5 De-allocating a stack frame

Now that a new stack frame construction is complete, we can jump to the end and look at what happens once the function returns. How is the stack frame deallocated and popped off the stack.

Two instructions manage that process.

0x0804847b <+94>:	leave  
0x0804847c <+95>:	ret

First the leave instruction will do two things:

  1. mov esp,ebp : set the stack pointer to the base pointer, essential deallocating the local variables in the function
  2. pop ebp : after the move, the top of the stack is the saved base pointer, so by poping the value at the top of the stack into ebp, we are reseting the base pointer to the saved one.

Visually this would look like this:

                             leave                  leave
                             1. =mov esp,ebp=       2. pop ebp
     .-------------.          .-------------.      .-------------.   
     |    ...      |          |     ...     | ebp->|    ...      |
     |             |          |             |      |             |
     :             :          :             :      :             :
       calling                  calling               calling
     :   stack     :          :  stack      :      :  stack      :
     |   frame     |          |  frame      |      |  frame      |
     |             |          |             |      |
     |  func args  |          |  func args  |      |  func args  |
     |  retur val  |          |  return adr | esp->|  return adr |
ebp->|  saved ebp  | ebp,esp->| saved ebp   |      '-------------'
     |             |          '-------------'
     :             :
           New 
     :   stack     :
esp->|      Frame  |
     '-------------'

At this point the stack is almost back to its state prior to the function call. The last thing to do is to pop off the return value and set the instruction pointer (i.e., the current execution point) to the return value. Conceptually, we can see that ret does both those in two steps:

  1. pop eip : pop the return value and set it to the instruction pointer
  2. jmp eip : move execution to the instruction pointer

In reality, these procedures happen at the same time, but it's good to think of them as separate steps.

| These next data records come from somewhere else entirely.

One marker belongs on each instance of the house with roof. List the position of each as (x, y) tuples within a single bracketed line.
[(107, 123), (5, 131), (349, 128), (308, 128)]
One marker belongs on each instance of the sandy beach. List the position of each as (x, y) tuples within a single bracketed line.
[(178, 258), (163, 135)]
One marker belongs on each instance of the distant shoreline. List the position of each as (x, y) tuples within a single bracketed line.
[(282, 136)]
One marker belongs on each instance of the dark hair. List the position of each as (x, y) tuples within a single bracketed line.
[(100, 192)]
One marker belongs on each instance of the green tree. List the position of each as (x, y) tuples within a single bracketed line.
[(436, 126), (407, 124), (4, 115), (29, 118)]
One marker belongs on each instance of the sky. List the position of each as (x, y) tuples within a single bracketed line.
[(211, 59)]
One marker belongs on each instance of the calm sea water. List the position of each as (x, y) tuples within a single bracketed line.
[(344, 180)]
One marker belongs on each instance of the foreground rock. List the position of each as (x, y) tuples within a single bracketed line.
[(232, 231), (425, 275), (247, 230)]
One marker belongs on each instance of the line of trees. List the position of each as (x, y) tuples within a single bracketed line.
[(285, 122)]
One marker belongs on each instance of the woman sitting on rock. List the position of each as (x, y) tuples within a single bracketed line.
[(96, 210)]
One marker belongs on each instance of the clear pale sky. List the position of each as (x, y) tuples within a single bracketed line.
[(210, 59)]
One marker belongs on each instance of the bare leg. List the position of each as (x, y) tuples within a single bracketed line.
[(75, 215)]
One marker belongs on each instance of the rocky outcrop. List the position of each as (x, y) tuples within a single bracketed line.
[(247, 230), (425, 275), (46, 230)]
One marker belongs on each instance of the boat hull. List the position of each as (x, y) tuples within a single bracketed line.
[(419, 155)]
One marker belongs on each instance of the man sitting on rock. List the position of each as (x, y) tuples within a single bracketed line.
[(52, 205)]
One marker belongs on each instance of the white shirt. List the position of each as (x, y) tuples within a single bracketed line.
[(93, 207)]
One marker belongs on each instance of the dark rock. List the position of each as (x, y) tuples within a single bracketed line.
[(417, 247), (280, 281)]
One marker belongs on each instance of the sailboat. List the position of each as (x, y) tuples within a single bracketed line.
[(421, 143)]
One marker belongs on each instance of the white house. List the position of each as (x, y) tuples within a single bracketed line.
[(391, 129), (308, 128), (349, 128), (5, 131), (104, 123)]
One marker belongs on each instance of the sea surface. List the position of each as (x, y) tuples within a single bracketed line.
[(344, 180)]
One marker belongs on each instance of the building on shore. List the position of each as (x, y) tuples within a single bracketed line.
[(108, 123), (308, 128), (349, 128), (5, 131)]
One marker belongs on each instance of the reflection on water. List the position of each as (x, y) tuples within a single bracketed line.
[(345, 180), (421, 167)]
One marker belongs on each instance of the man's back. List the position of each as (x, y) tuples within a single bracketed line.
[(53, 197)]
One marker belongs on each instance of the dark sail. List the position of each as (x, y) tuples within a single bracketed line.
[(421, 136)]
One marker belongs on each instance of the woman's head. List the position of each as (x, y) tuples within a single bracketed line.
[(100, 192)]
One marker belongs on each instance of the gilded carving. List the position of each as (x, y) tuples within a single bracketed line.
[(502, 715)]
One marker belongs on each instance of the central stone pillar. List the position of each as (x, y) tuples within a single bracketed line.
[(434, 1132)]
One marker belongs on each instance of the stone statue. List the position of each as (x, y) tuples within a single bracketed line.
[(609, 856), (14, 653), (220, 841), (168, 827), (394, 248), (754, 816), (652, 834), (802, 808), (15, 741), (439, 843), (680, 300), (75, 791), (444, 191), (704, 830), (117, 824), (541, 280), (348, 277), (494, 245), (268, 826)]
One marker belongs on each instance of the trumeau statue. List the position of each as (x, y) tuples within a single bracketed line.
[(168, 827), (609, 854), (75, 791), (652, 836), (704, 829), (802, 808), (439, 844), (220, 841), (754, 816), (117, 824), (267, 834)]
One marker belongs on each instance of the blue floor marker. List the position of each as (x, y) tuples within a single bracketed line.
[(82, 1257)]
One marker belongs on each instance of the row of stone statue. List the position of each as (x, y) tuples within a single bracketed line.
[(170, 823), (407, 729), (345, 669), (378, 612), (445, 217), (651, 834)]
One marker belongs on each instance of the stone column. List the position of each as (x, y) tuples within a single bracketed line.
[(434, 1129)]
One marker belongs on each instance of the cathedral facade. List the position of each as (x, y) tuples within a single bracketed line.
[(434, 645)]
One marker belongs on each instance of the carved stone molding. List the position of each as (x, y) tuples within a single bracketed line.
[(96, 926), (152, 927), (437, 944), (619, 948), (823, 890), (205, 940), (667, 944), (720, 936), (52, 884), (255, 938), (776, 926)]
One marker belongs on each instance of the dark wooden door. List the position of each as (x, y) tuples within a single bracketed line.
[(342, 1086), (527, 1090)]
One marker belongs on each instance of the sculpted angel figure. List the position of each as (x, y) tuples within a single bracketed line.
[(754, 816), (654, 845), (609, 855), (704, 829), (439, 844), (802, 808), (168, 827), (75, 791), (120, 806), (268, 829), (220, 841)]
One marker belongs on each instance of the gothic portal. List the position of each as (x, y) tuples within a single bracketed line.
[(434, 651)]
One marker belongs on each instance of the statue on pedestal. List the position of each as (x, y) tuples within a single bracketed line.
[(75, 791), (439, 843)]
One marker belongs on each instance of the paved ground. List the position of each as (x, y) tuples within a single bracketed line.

                             ret                  ret 
                            1. pop eip          2. jmp eip
      .-------------.      .-------------.     
ebp-> |    ...      | ebp->|      ...    |        Execution
      :             :      :             :        returns to calling 
         calling            calling               function after the call
      :  stack      :      : stack       :        with stack frame reset
      |  frame      |      | frame       |
      |             |      |             |
      |  func args  | esp->| func args   |
esp-> | return adr  |      '-------------'
      '-------------'